Panasonic DMC-GF2: Anything new?

Friday January 28 2011

Sensor Review
Panasonic DMC-GF2: Anything new?

The recently-launched GF2 succeeds the very popular GF1 launched more than a year ago. From the outside, the GF2 looks like a simplified version of the GF1. In the interim, the GF2 acquired a touch screen, and is now able to record full HD movies instead of the 720p footage of the GF1. As for the sensor, however, there is no change. Like the GF1, the GF2 relies on a 4/3 12 megapixels LiveMOS. But the GF2 claims to be able to reach ISO 6400 instead of 3200 for the GF1.

Use case scores: GF1 and GF2 are a perfect match.

As soon as one sees the use cases scores, the similarities between the two cameras are more than obvious.
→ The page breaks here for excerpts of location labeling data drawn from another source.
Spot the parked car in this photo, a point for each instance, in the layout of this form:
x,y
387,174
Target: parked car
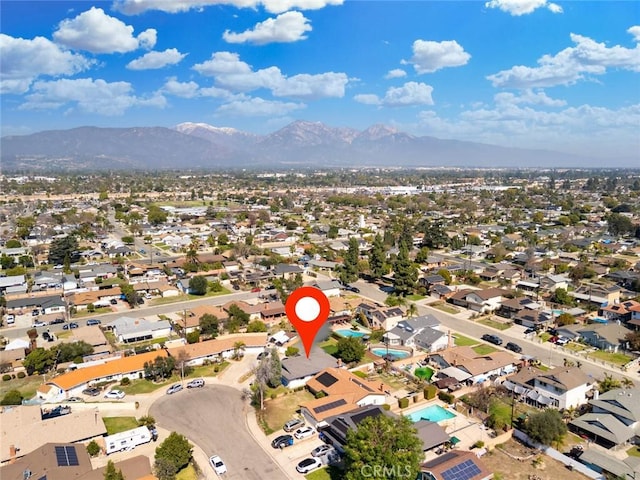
x,y
282,441
514,347
491,338
308,464
321,450
304,432
217,464
174,388
293,424
114,394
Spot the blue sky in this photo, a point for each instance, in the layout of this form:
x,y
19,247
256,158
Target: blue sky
x,y
559,75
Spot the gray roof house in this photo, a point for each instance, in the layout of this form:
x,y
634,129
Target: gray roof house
x,y
614,419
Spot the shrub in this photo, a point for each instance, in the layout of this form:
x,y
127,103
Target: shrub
x,y
430,392
93,448
446,397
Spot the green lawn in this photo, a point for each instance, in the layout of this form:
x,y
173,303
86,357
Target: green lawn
x,y
119,424
326,473
484,349
462,341
494,324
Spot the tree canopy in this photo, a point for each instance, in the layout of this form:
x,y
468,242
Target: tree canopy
x,y
383,448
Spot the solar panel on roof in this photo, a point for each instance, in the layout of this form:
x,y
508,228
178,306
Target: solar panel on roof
x,y
66,456
463,471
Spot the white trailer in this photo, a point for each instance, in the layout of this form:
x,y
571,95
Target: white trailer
x,y
127,440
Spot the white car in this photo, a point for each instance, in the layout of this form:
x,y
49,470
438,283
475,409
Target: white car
x,y
217,464
115,394
308,464
304,432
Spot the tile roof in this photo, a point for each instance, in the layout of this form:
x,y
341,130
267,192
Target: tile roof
x,y
80,376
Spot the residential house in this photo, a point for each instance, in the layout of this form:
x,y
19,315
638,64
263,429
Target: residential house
x,y
561,387
130,330
614,418
380,317
418,332
608,337
479,367
453,465
298,370
341,391
24,429
108,369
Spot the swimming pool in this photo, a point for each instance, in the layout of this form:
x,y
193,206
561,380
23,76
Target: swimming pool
x,y
433,413
351,333
396,354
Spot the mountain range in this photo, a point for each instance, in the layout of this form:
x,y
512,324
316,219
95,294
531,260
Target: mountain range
x,y
300,144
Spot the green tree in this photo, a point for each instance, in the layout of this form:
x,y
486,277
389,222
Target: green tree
x,y
350,349
39,360
110,473
546,427
156,215
405,273
61,248
198,285
348,272
256,326
383,448
378,258
209,325
12,397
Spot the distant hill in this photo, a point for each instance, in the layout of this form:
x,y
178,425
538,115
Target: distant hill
x,y
300,144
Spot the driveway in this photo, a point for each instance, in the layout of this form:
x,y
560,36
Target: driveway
x,y
213,418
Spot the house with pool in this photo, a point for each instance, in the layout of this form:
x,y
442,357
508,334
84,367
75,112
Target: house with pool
x,y
480,368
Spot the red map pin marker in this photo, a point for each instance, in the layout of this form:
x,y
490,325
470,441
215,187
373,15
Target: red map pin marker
x,y
307,309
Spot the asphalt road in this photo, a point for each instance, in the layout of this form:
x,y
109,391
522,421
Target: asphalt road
x,y
213,417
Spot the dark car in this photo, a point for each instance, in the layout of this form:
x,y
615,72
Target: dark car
x,y
514,347
282,441
91,391
491,338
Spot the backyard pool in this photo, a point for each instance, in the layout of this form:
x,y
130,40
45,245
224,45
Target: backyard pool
x,y
433,413
351,333
396,354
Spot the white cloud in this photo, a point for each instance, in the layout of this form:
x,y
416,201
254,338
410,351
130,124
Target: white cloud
x,y
285,28
368,99
586,130
233,74
410,94
134,7
97,32
528,97
522,7
156,60
395,73
431,56
570,65
258,107
87,95
22,61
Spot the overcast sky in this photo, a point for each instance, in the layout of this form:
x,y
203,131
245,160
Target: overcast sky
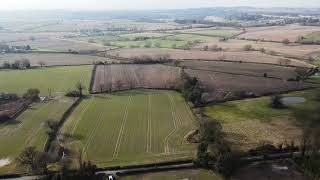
x,y
147,4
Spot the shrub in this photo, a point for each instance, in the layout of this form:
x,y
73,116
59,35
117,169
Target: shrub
x,y
247,47
276,101
73,93
286,41
32,94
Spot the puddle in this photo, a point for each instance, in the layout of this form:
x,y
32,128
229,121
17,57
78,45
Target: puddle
x,y
293,100
4,162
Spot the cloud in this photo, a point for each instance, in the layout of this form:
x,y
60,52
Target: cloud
x,y
148,4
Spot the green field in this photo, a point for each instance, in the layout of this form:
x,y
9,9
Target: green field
x,y
29,129
58,79
250,122
155,40
133,127
188,174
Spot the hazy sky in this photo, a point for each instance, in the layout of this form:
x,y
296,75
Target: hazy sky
x,y
147,4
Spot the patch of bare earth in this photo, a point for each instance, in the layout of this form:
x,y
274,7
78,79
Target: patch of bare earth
x,y
124,76
279,33
178,54
249,134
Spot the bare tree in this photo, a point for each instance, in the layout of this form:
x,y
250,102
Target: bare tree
x,y
80,87
41,63
32,160
118,84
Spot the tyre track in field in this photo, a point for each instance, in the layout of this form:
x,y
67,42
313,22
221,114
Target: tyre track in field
x,y
173,115
149,130
123,124
83,111
93,132
29,140
11,131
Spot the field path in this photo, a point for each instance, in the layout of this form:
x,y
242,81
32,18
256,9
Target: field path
x,y
149,130
123,124
93,132
173,115
82,113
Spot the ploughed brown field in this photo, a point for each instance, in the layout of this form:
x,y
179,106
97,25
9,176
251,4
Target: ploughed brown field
x,y
279,33
225,86
232,81
110,78
244,56
245,69
291,50
60,45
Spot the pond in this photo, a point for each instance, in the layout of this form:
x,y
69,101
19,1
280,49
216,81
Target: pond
x,y
293,100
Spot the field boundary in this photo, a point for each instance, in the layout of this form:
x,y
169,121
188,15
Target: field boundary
x,y
93,77
65,116
123,124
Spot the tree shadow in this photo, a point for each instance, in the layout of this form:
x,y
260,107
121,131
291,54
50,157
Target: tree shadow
x,y
8,121
73,137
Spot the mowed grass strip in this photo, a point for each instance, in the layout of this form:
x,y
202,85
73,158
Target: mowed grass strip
x,y
58,79
131,127
29,129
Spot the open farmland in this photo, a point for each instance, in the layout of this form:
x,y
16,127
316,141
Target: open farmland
x,y
279,33
60,45
29,129
10,37
245,69
214,32
311,38
58,79
140,40
51,59
294,50
245,56
131,127
225,86
192,174
248,123
122,77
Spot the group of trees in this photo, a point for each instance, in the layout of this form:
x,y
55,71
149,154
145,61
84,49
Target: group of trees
x,y
78,92
156,59
36,162
18,64
192,90
213,150
212,48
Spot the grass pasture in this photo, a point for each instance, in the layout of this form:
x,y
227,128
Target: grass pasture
x,y
131,127
29,129
152,40
279,33
190,174
58,79
248,123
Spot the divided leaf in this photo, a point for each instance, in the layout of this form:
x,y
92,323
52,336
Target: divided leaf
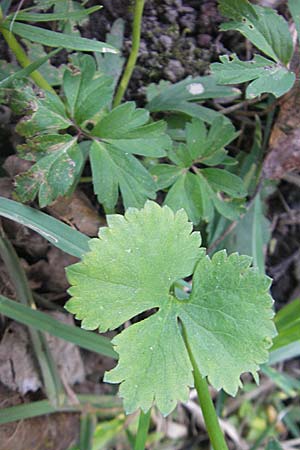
x,y
269,32
54,173
112,170
181,97
115,135
131,269
126,128
202,191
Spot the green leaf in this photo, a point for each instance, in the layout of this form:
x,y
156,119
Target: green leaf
x,y
165,175
50,72
131,269
294,7
111,64
48,115
113,169
45,323
288,322
23,73
54,174
57,233
35,17
273,444
179,97
126,128
251,235
108,404
262,26
266,75
227,319
121,265
86,90
186,193
223,181
54,39
202,191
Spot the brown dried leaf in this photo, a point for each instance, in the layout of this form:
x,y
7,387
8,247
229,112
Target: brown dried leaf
x,y
78,212
284,154
40,433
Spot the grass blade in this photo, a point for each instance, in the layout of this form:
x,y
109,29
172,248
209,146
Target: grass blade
x,y
57,233
23,73
51,378
54,39
41,321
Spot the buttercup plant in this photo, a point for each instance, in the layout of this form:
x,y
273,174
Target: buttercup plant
x,y
222,330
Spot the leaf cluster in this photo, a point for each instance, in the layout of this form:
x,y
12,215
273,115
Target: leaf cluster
x,y
269,32
61,133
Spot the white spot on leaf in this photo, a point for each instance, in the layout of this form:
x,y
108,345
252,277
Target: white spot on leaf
x,y
195,88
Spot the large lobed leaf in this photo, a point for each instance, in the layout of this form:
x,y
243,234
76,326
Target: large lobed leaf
x,y
131,268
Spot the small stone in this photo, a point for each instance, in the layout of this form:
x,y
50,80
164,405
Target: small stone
x,y
174,70
204,40
166,41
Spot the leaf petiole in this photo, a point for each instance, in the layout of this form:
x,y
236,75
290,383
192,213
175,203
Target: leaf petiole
x,y
136,38
143,427
22,58
214,431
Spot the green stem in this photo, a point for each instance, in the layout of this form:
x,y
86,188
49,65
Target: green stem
x,y
52,382
142,433
23,59
136,38
209,414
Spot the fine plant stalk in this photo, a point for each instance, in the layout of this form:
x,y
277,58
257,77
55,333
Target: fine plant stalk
x,y
142,433
52,382
136,38
22,58
213,428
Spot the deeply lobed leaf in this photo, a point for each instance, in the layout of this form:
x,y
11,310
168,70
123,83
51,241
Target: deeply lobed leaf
x,y
264,74
202,191
262,26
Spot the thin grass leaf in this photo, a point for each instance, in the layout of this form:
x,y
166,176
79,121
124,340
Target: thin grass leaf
x,y
23,73
107,406
51,379
87,429
54,39
57,233
42,322
284,353
35,17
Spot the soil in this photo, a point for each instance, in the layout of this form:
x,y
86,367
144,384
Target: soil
x,y
179,38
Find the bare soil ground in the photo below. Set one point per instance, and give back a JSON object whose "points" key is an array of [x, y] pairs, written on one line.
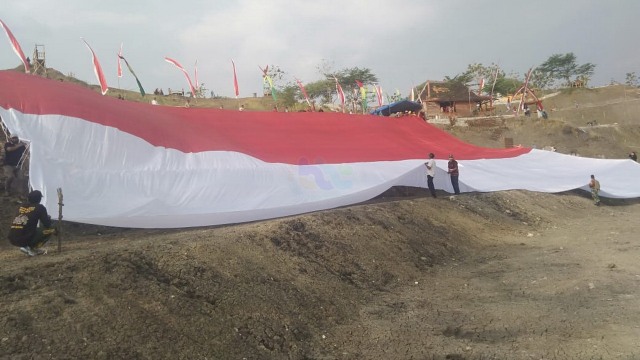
{"points": [[509, 275]]}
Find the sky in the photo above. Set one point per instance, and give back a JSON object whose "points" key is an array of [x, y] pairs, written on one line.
{"points": [[402, 42]]}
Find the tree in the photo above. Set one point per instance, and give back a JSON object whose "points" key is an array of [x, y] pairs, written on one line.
{"points": [[631, 79], [563, 67], [325, 89]]}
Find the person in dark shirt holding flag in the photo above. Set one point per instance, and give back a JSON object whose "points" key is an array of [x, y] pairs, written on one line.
{"points": [[452, 169], [13, 151], [25, 231]]}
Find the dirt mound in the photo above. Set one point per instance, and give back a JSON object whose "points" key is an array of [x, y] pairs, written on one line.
{"points": [[306, 287]]}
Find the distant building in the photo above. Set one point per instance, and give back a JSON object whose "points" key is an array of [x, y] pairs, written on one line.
{"points": [[451, 98]]}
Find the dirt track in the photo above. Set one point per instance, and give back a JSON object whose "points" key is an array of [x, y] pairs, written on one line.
{"points": [[512, 275]]}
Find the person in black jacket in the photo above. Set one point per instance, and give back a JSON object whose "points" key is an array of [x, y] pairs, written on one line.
{"points": [[13, 149], [25, 231]]}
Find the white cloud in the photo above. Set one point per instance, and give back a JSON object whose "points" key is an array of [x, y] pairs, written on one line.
{"points": [[403, 42]]}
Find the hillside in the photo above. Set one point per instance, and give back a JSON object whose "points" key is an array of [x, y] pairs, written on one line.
{"points": [[509, 275]]}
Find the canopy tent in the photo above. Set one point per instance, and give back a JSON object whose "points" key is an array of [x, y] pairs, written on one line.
{"points": [[398, 106], [131, 164]]}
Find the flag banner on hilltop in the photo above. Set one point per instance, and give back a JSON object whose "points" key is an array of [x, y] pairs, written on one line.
{"points": [[304, 91], [186, 75], [363, 95], [16, 47], [142, 92], [236, 89], [195, 75], [340, 93], [378, 89], [266, 80], [130, 164], [119, 63], [97, 69]]}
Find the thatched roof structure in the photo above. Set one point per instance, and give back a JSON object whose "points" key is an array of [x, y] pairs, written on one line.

Portrait and Landscape scores are exactly the same. The Sports score is a bit higher for the GF1, but only by a mere 7 points (out of 500)—which means that the two sensors have the same limitations when the light is weak, despite the possibility for the GF2 user to select ISO 6400. Neither camera is able to rise above the “30dB noise-9EV dynamic range” limit (synonym of good image quality) above ISO 500.

SNR, dynamic range, color sensitivity: almost identical.

The rest of the metrics confirm this almost perfect similitude. The SNR graph shows that the GF2 is a tiny bit ahead from ISO 100 to 200, but the difference is here again too small to be meaningful.

DMC-GF1 vs DMC-GF2: almost identical metrics.


No need to spend a lot of time comparing the two generations. The sensor for each one shows almost exactly the same performance. The main difference between both cameras is purely functional, with improvements to the GF2’s video function and ergonomics.

Disclaimer: This dxomark review evaluates only the selected camera’s RAW sensor performance metrics (i.e., Color Depth, Dynamic Range, and Low-Light ISO), and should not be construed as a review of the camera’s overall performance, as it does not address such other important criteria as image signal processing, mechanical robustness, ease of use, flexibility, optics, value for money, etc. While RAW sensor performance is critically important, it is not the only factor that should be taken into consideration when choosing a digital camera.